The secret is that I had been practicing for about a year before hand?
How? Listening to great DJ sets on MP3 and tapping my foot.
Beatmatching is the mixture of the following: 20% developing your own style of manipulating the vinyl, %10 knowing what tune to pick to make beatmatching possible, and 70% listening.
I've found that you need to practice your ears, not your hands. As soon as you get frustrated trying to beatmatch.
Stop.. And just listen.. listen to your two records trainwreck and trainwreck .. close your eyes, and hear.. two songs at once.. tap your foot to one of them.. then tap your foot to the other one, then tap your foot to the other one.
Have a walkman handy, and listen to mixes everywhere you go.
Finally develop the one skill that will get you on your way to beatmatching.
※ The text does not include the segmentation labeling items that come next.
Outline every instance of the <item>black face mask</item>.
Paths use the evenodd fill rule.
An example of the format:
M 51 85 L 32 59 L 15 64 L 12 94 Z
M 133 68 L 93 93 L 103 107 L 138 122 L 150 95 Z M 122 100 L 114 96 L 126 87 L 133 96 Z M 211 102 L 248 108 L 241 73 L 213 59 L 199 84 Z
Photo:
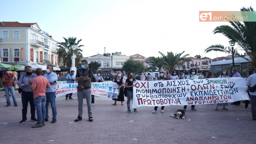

Listening to the tunes, and saying "they are not aligned" or.. "they are aligned"
once you can tell that you are going to get it very soon. Because then I recommend doing beatmatching in a reverse way. Instead of starting with two records that are totally not beatmatched and trying to beatmatch. Get two records with the exact same BPM (you have to have two with the same BPM if you have like 20 records). and put them on the decks with quartz lock.
Now.. get one going, slide the beat under the groove and push off (the VERY first skill you need to master). and get them going aligned.
Hear what it sounds like.. it will sound different than in your Tiesto mix, because your mixer, your headphones provide your ears with a very different experience.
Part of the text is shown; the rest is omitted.